- TRON registra 3,93 milhões de endereços ativos em um único dia
- Rede supera BNB Chain, Solana e Ethereum no indicador
- Atividade é puxada por transações de USDT, não por TVL ou devs
A TRON atingiu 3,93 milhões de endereços ativos em um único dia, segundo dados do Tronscan. O número estabelece um recorde histórico para a rede e supera, no mesmo recorte, métricas equivalentes de Solana, BNB Chain e Ethereum.
O dado, divulgado no fim de semana, ganhou tração entre traders justamente em um momento de baixa volatilidade no mercado. Com o Bitcoin negociando em US$ 60.290 e o apetite por risco contido, narrativas de adoção on-chain passam a competir por atenção com fluxos de ETFs e movimentos macro.
Stablecoins puxam atividade, não DeFi
O ponto central do recorde está no perfil das transações. A TRON consolidou-se como trilho preferido para movimentação de USDT, especialmente em corredores de remessa e em mercados emergentes. A rede não lidera em valor total bloqueado (TVL) nem em atividade de desenvolvedores métricas em que Ethereum e Solana mantêm folga.
O salto de endereços ativos reflete, portanto, uso transacional de baixo ticket. A taxa baixa e a previsibilidade de custo em redes que rodam stablecoins centralizadas tornam a TRON atrativa para usuários que tratam cripto como meio de pagamento, não como ativo especulativo. A página pública do Tronscan traz a métrica em tempo real para auditoria independente.

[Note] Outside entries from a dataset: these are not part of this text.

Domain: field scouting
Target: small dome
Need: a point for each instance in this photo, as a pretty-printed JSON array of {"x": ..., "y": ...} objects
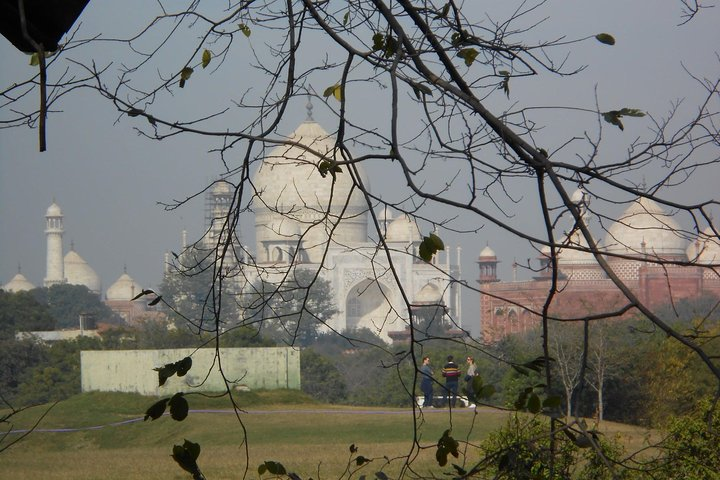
[
  {"x": 78, "y": 272},
  {"x": 430, "y": 293},
  {"x": 53, "y": 211},
  {"x": 487, "y": 252},
  {"x": 124, "y": 289},
  {"x": 645, "y": 228},
  {"x": 571, "y": 256},
  {"x": 221, "y": 187},
  {"x": 403, "y": 229},
  {"x": 285, "y": 230},
  {"x": 18, "y": 284},
  {"x": 706, "y": 249}
]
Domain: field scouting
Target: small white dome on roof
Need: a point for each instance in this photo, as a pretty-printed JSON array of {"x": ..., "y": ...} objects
[
  {"x": 18, "y": 284},
  {"x": 645, "y": 228},
  {"x": 78, "y": 272},
  {"x": 286, "y": 230},
  {"x": 706, "y": 249},
  {"x": 54, "y": 210},
  {"x": 403, "y": 229},
  {"x": 571, "y": 255},
  {"x": 221, "y": 187},
  {"x": 487, "y": 252},
  {"x": 430, "y": 293},
  {"x": 124, "y": 289}
]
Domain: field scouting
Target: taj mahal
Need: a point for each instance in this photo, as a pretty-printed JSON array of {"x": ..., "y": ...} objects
[{"x": 305, "y": 219}]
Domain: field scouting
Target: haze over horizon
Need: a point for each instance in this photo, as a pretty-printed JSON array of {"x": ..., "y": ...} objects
[{"x": 112, "y": 183}]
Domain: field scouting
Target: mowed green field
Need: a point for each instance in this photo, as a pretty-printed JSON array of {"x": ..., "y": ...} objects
[{"x": 309, "y": 439}]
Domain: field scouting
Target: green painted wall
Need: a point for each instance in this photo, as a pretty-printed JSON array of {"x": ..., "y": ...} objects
[{"x": 132, "y": 370}]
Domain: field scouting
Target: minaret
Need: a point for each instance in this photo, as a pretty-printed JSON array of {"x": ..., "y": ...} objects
[{"x": 54, "y": 270}]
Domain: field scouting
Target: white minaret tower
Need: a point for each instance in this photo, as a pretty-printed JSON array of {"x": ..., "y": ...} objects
[{"x": 54, "y": 271}]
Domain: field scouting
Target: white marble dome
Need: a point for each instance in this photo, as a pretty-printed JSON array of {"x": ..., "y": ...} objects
[
  {"x": 292, "y": 190},
  {"x": 403, "y": 229},
  {"x": 430, "y": 293},
  {"x": 54, "y": 210},
  {"x": 78, "y": 272},
  {"x": 18, "y": 284},
  {"x": 124, "y": 289},
  {"x": 706, "y": 249},
  {"x": 645, "y": 229}
]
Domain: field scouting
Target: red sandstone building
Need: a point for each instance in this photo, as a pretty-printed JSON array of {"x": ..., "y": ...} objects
[{"x": 643, "y": 235}]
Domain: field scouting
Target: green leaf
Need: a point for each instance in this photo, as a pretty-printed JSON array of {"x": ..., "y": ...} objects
[
  {"x": 468, "y": 54},
  {"x": 245, "y": 29},
  {"x": 391, "y": 46},
  {"x": 605, "y": 38},
  {"x": 186, "y": 456},
  {"x": 534, "y": 405},
  {"x": 426, "y": 251},
  {"x": 456, "y": 39},
  {"x": 207, "y": 56},
  {"x": 505, "y": 85},
  {"x": 185, "y": 75},
  {"x": 333, "y": 90},
  {"x": 156, "y": 410},
  {"x": 378, "y": 42},
  {"x": 327, "y": 166},
  {"x": 183, "y": 366},
  {"x": 447, "y": 445},
  {"x": 437, "y": 242},
  {"x": 179, "y": 407}
]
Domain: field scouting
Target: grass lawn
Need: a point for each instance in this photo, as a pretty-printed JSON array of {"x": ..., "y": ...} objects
[{"x": 310, "y": 439}]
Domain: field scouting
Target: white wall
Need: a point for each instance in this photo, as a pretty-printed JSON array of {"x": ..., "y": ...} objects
[{"x": 132, "y": 370}]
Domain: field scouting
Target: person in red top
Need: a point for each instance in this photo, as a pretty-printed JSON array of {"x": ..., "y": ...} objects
[{"x": 452, "y": 373}]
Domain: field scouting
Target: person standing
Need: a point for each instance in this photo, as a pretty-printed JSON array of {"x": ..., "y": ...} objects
[
  {"x": 426, "y": 382},
  {"x": 451, "y": 372},
  {"x": 469, "y": 376}
]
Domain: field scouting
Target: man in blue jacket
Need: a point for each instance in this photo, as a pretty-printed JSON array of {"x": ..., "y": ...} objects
[{"x": 452, "y": 373}]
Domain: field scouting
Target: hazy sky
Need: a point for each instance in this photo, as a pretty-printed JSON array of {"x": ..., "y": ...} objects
[{"x": 109, "y": 181}]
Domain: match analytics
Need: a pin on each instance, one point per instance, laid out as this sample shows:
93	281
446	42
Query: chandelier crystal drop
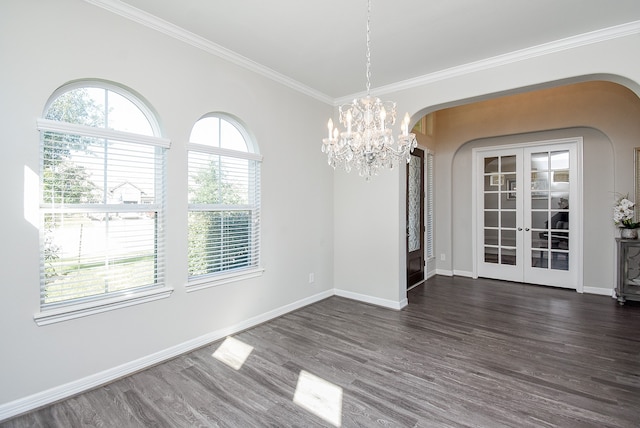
366	142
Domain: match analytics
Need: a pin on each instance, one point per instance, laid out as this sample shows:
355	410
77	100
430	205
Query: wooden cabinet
628	286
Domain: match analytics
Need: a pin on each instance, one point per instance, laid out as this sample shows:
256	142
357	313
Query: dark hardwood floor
464	353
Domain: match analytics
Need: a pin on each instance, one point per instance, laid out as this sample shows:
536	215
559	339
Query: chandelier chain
368	47
366	141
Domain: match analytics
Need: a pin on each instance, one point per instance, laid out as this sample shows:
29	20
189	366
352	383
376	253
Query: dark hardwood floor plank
463	353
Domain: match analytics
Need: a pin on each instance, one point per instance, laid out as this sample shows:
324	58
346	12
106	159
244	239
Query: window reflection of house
128	193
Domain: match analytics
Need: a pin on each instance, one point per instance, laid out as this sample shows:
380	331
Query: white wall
43	45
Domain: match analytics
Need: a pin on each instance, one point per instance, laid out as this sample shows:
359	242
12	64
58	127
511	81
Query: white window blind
429	202
224	205
101	202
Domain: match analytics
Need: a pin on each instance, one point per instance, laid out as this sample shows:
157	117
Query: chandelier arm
368	144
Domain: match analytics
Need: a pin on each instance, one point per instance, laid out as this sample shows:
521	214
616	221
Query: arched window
224	202
102	169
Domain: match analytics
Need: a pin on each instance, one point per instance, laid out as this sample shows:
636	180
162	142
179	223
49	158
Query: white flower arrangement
623	213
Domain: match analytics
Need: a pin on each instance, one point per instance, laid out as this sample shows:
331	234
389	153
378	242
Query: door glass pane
508	201
560	160
491	237
413	221
490	219
491	201
540	259
540	239
508	164
490	164
508	256
508	219
540	201
508	238
539	220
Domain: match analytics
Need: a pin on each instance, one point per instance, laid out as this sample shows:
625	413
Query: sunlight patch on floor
233	352
322	398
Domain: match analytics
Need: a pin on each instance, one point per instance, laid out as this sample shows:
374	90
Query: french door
527	203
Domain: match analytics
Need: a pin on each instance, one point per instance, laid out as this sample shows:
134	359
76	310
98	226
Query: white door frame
578	243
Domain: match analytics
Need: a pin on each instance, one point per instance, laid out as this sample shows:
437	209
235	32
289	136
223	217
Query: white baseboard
31	402
390	304
601	291
464	273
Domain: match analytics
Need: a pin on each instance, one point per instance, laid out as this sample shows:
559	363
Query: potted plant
624	218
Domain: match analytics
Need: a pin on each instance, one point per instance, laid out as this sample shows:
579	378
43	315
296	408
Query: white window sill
208	281
85	309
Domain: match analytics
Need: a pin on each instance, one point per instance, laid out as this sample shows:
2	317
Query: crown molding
172	30
572	42
179	33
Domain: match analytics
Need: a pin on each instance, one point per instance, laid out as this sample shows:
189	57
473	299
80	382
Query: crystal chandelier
367	142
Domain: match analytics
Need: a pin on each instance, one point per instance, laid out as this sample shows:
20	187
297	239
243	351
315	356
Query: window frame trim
253	155
63	311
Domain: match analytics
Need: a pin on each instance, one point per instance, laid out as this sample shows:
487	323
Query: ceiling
321	45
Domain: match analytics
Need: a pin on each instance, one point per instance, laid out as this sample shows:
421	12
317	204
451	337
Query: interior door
415	218
526	218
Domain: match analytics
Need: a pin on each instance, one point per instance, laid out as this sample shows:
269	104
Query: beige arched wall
605	114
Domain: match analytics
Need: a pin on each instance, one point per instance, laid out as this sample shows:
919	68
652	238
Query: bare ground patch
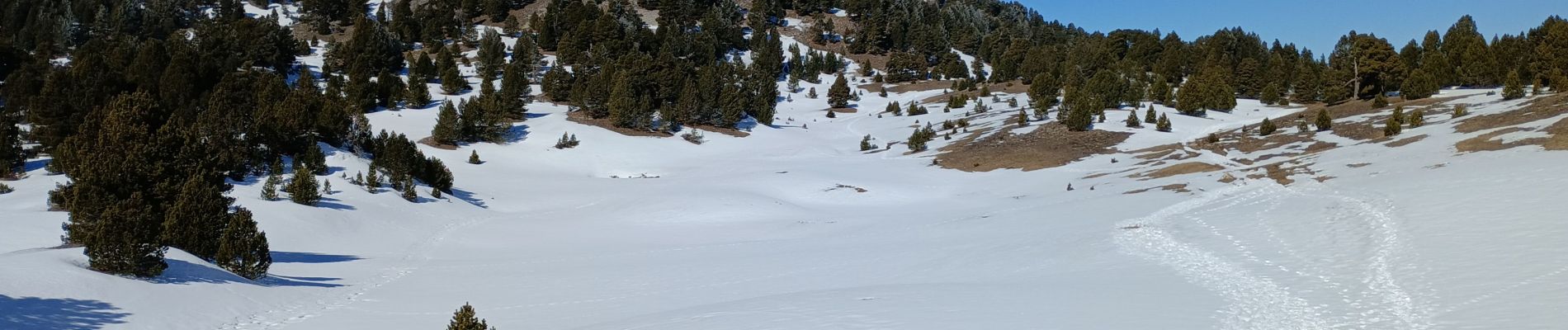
1174	186
1536	110
1179	169
1048	146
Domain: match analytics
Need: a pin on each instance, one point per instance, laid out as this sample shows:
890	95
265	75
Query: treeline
153	106
1090	71
686	73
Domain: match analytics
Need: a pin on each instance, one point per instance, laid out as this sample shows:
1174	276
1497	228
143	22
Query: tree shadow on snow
328	202
468	197
517	134
311	257
57	314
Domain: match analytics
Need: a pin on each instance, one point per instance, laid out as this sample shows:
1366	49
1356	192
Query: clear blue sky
1313	24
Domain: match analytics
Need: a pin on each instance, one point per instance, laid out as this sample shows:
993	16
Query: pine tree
1391	127
408	190
1264	129
465	319
1512	88
839	92
270	188
446	130
242	248
372	180
303	188
1324	120
196	218
452	82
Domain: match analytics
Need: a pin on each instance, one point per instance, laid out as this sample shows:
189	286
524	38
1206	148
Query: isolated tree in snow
465	319
303	188
447	129
839	92
242	248
270	188
1324	120
1512	88
1264	129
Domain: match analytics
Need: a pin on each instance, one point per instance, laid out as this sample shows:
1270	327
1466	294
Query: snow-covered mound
796	227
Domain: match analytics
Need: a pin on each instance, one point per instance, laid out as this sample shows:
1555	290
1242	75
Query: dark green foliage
919	138
1419	85
1324	120
242	246
465	319
1268	127
1512	88
195	219
303	188
839	92
446	130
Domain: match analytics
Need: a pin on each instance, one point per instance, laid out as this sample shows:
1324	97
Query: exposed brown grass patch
1179	169
1048	146
604	122
1536	110
1489	143
1411	139
1174	186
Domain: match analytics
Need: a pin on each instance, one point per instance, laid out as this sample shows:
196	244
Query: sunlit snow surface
750	233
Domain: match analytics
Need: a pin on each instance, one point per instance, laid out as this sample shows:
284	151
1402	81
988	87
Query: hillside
792	225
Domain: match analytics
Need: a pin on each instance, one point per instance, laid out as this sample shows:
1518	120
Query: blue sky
1313	24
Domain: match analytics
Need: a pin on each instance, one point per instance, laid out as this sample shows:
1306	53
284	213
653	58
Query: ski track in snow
341	298
1256	296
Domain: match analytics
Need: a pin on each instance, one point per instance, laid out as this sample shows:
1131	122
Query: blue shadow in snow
309	257
517	134
57	314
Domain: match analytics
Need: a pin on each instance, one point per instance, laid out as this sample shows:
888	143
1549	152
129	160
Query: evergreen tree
270	188
1512	87
242	248
196	218
447	129
408	190
303	188
452	82
465	319
1416	118
1324	120
839	92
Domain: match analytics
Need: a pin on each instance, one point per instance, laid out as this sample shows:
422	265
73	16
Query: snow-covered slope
770	232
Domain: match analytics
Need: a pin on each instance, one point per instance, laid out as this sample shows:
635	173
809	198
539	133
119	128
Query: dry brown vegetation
1048	146
1178	169
1536	110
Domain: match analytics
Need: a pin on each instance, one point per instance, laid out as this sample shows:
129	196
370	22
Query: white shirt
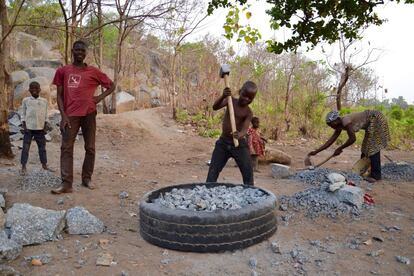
34	112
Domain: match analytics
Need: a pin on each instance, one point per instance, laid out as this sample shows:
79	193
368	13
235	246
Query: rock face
9	249
80	222
280	171
351	195
46	72
19	77
33	225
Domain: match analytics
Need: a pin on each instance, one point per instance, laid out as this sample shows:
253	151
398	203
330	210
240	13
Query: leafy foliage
314	21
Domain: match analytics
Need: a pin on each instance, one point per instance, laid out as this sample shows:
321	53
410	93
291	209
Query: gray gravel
398	171
203	198
38	180
317	201
320	175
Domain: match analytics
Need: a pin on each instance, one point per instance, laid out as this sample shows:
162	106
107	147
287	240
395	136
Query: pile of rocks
28	225
401	171
320	175
203	198
38	180
331	198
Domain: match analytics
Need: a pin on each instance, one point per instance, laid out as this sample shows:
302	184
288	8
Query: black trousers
375	165
39	137
223	151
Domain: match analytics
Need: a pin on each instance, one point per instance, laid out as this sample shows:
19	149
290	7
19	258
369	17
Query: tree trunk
341	85
5	145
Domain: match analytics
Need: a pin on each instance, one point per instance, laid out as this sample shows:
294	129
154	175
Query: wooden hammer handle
231	112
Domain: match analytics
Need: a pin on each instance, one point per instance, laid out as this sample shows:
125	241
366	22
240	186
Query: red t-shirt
79	85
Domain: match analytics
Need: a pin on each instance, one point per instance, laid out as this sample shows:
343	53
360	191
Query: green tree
314	21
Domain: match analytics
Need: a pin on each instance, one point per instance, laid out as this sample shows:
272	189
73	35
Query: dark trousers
88	125
39	137
222	152
375	165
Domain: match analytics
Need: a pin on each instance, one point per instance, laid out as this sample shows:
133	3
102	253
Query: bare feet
23	171
61	191
88	184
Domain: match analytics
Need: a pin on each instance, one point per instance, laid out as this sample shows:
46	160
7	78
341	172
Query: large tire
200	231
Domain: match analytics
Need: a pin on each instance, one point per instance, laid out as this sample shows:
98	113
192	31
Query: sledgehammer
224	74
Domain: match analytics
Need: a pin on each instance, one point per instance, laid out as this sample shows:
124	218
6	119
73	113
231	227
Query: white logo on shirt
74	80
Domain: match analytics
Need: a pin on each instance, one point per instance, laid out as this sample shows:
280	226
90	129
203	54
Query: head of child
247	93
255	122
34	89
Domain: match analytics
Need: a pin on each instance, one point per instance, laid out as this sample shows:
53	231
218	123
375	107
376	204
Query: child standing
256	143
225	148
34	122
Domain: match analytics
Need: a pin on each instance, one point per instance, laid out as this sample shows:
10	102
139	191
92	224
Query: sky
395	67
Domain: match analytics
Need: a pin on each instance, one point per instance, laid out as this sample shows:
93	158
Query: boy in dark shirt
225	148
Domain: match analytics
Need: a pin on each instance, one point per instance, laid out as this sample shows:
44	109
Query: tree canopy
315	21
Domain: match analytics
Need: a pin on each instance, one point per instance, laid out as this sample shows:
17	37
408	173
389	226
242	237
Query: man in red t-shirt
76	85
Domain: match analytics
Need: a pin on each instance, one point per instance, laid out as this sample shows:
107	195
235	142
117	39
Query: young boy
34	122
256	143
225	148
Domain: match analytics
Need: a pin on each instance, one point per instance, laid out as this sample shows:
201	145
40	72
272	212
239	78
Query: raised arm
222	100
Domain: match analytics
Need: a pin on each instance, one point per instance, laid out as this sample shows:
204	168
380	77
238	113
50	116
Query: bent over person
376	136
76	85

Essa leitura é importante para evitar comparações apressadas. Superar Ethereum em endereços diários não significa rivalizar com a rede em segurança econômica, capitalização do ecossistema DeFi ou volume de aplicações complexas. Significa que o caso de uso dominante da TRON transferir dólar tokenizado de um ponto a outro está crescendo rápido.
Banco Central mira justamente esse fluxo
Para o investidor brasileiro, o recorde da TRON cai em meio a um debate regulatório direto sobre stablecoins. O Banco Central avalia exigir retenção de 24 horas em saques de stablecoins realizados por prestadores de serviços de ativos virtuais, medida que afetaria diretamente o mesmo USDT que circula em massa na TRON.
O movimento brasileiro segue tendência global de apertar o cerco sobre o trânsito de dólar digital. Hong Kong prepara seu próprio regime de stablecoins reguladas para 2026, e a Europa já opera sob o MiCA. A TRON, justamente por concentrar boa parte do giro do USDT fora dos EUA, tende a ficar no centro dessas discussões.
O cenário ajuda a explicar por que a Tether passou a operar como peso-pesado do mercado. O emissor do USDT recentemente ultrapassou o Ether em valor de mercado, refletindo o avanço da liquidez em stablecoins enquanto altcoins recuam.
TRX descola fundamento de preço
Apesar do recorde de uso, o token TRX não tem acompanhado o ritmo de outros ativos em ciclos anteriores. A desconexão entre métrica de rede e desempenho de preço é tema recorrente no mercado, redes podem processar volume relevante sem que isso se traduza em demanda direta pelo ativo nativo, sobretudo quando a maior parte do valor transacionado está denominada em stablecoin.
É o caso da TRON. As taxas pagas em TRX são baixas e a queima associada ao uso da rede não tem sido suficiente para gerar pressão compradora comparável à do ETH em períodos de alta atividade. Isso afasta a leitura simplista de que volume on-chain crescente equivale a alta de preço.
Próximos dados a monitorar
Analistas on-chain devem acompanhar se a marca de 3,93 milhões se sustenta nas próximas semanas ou representa apenas um pico ligado a pagamentos. A consistência semanal acima de 3 milhões de endereços, somada à manutenção do supply de USDT na rede em níveis recordes, seria o sinal mais consistente de que o uso transacional ganhou nova base.
Em paralelo, qualquer movimento concreto do Banco Central sobre stablecoins ou nova regulação americana sobre emissores podem redesenhar a distribuição do USDT entre TRON, Ethereum e Solana, alterando o panorama capturado por esse recorde.